AI promoting personalisation and efficiency
The use of Artificial Intelligence is nowadays being considered in numerous fields and domains, and the education sphere is no exception. Andrew Ng, who was one of the founders of online education platform Coursera, recently left his post with Chinese firm Baidu to concentrate on applying AI to education. In April, in an interview with US online media organ The Verge, Microsoft founder Bill Gates discussed the potential benefits of AI in creating teaching materials.
As long ago as 2014, Google launched Classroom, a tool designed to promote online communication between teachers and students, enabling such interactions as teacher-student information, submission of homework assignments by students and the return of marked work by the teacher. Meanwhile Facebook is partnering with Summit Public Schools, a local schools network in the San Francisco Bay area, which is also financed by the Gates Foundation. The purpose of the partnership is to design an individualised teaching software package and make it accessible free-of-charge to all.

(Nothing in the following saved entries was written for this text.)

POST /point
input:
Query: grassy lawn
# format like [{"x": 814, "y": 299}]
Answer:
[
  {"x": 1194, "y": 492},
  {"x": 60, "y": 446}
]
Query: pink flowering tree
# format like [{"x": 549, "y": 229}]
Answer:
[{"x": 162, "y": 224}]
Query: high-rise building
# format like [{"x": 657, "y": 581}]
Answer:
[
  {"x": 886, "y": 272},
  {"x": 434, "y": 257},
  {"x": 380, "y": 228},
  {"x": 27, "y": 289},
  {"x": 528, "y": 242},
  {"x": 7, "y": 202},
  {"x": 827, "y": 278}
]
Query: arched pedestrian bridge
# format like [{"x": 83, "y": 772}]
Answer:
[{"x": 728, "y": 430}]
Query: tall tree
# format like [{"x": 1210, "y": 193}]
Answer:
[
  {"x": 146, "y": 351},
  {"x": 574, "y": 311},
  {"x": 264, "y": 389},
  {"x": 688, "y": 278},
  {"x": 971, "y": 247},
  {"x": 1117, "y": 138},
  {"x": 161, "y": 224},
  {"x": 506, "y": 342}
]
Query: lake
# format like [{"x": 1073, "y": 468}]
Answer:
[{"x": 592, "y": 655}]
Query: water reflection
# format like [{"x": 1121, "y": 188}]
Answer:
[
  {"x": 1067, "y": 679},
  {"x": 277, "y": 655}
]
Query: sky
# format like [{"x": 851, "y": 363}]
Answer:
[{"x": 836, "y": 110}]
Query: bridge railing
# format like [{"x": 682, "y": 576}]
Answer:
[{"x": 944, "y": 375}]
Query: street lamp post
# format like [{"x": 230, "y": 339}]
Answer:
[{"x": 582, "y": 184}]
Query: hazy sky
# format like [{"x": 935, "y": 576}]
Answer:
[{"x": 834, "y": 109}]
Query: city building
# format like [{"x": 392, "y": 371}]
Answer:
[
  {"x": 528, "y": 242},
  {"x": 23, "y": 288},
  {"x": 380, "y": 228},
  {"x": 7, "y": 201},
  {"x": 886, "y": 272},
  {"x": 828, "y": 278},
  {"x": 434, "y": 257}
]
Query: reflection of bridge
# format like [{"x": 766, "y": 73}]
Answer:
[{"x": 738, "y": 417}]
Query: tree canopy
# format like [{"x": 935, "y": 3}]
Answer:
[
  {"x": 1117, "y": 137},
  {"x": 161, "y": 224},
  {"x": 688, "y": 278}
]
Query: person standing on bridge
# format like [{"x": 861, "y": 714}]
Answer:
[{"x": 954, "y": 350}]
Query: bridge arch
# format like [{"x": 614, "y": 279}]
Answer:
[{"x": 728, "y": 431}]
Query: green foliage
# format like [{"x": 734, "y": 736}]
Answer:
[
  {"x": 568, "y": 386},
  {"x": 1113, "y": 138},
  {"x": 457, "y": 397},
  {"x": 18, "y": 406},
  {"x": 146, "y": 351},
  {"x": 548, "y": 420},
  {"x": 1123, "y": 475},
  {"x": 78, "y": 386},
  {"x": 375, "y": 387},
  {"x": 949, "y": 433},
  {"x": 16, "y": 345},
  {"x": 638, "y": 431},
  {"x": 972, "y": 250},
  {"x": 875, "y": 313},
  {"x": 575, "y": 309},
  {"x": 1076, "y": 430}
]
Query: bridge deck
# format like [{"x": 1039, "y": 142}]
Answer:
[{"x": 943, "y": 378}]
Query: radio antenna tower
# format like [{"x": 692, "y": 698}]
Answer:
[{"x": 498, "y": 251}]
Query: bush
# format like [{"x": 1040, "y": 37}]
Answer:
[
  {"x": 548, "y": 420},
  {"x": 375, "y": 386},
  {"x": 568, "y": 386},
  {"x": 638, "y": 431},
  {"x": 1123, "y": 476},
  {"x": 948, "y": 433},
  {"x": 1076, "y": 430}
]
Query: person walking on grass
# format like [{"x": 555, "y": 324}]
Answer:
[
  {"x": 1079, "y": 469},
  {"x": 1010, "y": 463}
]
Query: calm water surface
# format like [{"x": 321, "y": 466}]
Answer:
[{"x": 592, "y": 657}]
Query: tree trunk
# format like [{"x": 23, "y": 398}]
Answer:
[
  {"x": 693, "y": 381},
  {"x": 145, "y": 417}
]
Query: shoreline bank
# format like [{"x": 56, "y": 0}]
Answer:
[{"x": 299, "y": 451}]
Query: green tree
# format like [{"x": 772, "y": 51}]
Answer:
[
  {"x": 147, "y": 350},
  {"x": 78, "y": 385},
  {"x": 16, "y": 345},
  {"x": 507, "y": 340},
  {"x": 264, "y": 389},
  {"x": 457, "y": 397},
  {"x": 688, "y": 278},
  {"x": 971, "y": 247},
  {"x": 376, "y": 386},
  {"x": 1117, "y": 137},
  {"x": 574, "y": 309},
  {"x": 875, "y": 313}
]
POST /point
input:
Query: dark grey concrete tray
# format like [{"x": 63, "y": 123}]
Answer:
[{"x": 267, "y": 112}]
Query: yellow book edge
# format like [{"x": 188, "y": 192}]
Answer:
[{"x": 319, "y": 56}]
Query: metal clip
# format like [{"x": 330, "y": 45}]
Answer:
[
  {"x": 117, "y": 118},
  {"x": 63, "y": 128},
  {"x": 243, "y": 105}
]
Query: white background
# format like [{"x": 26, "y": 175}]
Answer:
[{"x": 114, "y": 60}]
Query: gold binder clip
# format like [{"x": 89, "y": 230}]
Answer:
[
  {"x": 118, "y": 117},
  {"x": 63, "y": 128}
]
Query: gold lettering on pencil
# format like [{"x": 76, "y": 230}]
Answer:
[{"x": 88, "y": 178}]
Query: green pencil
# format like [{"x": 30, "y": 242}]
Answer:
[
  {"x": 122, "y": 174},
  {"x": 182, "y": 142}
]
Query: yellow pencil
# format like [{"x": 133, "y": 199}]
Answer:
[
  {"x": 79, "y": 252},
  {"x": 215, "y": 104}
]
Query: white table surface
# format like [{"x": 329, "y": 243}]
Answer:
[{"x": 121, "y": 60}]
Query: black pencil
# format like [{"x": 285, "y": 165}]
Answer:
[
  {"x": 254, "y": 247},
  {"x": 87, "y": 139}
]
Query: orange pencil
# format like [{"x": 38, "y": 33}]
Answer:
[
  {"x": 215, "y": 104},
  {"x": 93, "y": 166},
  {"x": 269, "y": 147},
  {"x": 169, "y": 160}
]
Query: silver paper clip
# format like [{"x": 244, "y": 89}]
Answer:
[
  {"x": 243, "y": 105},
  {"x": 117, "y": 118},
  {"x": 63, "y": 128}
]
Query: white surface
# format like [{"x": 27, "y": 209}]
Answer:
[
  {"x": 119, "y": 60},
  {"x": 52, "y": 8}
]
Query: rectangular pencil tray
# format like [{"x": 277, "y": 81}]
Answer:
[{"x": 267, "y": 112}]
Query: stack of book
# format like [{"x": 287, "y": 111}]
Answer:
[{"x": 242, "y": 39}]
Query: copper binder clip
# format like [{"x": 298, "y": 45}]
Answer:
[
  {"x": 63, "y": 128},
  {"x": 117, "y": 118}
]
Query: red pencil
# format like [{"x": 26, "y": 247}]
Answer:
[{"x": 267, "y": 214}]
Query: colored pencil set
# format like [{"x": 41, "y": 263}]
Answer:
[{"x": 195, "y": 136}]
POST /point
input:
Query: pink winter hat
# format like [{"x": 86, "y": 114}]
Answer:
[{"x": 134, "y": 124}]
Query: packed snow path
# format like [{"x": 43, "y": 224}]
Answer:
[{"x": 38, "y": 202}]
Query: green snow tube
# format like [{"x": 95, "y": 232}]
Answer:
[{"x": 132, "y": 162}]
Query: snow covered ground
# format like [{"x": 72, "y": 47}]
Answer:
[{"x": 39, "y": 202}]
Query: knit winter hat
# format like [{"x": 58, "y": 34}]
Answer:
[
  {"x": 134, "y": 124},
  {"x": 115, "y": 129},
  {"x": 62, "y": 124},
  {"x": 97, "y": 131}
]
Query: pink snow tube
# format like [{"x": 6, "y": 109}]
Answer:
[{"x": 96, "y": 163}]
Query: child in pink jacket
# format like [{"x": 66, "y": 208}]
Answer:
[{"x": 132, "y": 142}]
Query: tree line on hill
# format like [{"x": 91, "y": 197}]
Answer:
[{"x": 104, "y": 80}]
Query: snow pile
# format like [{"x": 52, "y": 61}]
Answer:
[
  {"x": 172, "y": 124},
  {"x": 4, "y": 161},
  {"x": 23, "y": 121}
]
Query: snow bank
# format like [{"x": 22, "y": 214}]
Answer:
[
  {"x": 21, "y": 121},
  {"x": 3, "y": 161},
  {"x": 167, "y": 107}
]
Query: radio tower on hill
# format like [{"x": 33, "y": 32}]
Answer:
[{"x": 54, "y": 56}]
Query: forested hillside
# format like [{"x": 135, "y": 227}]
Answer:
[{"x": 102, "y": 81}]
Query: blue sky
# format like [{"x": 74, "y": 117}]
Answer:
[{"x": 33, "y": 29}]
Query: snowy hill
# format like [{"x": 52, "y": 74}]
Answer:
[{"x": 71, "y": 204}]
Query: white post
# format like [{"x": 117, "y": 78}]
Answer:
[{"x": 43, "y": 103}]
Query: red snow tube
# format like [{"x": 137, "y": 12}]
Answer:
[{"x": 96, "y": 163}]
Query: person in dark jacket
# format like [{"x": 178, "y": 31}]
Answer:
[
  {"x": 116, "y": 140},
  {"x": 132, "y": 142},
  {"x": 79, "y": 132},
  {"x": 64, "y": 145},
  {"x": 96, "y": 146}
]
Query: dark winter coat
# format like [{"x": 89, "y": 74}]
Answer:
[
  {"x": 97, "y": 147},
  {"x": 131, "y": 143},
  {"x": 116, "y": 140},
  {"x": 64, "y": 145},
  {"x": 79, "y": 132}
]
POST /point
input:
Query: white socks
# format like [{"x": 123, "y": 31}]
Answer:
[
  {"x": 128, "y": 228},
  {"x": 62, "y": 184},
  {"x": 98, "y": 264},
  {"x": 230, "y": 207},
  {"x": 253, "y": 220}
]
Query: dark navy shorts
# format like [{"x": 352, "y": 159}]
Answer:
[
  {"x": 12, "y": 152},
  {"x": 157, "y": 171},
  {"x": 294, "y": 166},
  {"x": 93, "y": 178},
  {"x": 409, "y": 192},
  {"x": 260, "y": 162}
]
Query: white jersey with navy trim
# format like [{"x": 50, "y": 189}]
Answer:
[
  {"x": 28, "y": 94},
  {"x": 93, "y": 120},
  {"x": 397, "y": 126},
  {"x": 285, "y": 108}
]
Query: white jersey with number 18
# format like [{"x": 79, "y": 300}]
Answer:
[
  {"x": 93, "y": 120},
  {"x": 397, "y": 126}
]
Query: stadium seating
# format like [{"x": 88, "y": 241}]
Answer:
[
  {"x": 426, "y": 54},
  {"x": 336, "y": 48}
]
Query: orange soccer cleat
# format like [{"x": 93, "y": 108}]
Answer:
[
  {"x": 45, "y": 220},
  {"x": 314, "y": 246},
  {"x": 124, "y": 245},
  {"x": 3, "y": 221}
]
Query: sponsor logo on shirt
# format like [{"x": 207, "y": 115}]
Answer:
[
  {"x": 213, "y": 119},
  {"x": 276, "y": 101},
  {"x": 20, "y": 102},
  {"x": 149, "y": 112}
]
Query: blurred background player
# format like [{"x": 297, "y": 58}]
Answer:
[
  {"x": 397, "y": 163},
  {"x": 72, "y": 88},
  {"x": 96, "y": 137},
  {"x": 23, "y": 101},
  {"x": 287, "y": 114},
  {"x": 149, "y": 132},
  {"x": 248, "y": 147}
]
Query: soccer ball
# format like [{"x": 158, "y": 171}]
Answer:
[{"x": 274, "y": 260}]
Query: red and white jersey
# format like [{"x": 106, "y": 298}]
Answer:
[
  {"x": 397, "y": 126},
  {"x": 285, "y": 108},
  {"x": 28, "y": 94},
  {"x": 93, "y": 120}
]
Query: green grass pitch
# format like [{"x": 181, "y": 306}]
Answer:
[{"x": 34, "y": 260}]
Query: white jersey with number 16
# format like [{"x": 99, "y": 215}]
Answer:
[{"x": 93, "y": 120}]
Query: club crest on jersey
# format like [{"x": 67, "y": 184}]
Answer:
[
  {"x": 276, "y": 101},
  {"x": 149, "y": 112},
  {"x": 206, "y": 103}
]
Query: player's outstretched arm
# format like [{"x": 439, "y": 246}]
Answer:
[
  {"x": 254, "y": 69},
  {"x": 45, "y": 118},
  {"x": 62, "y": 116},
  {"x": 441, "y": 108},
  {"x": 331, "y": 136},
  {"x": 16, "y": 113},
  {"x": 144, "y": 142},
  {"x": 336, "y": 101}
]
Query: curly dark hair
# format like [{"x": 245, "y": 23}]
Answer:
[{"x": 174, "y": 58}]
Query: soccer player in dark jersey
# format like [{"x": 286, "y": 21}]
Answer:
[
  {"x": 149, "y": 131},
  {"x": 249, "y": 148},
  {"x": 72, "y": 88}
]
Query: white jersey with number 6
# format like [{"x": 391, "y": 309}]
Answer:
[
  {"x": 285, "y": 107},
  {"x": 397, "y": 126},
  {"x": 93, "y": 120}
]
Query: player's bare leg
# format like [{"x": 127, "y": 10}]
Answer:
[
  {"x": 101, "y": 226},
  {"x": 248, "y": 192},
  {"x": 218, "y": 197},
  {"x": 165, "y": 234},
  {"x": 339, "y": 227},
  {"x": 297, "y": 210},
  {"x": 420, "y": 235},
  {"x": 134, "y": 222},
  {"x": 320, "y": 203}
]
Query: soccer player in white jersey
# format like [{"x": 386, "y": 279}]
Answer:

All these various initiatives are based on the same idea: to switch from an ‘off-the-peg’, ‘one-size-fits-all’ mentality in education to a ‘tailor-made’ approach, helping teachers to provide more individual, more personal assistance to every student. The intention is not that AI will replace teachers, but help and support them. Says Joel Mokyr, an Economic History professor at Northwestern University: “I doubt we’ll ever be able to do without human teachers. But a teacher assisted by intelligent machines that can obtain information on each student and compare him/her with millions of others so as to select the best approach for his/her profile – that would be even better. Artificial Intelligence is not in competition with us, it complements us, improves us, makes us smarter, better informed. AI doesn’t replace people, it makes them more efficient. And when you think just how much education needs to change, that’s all the better!”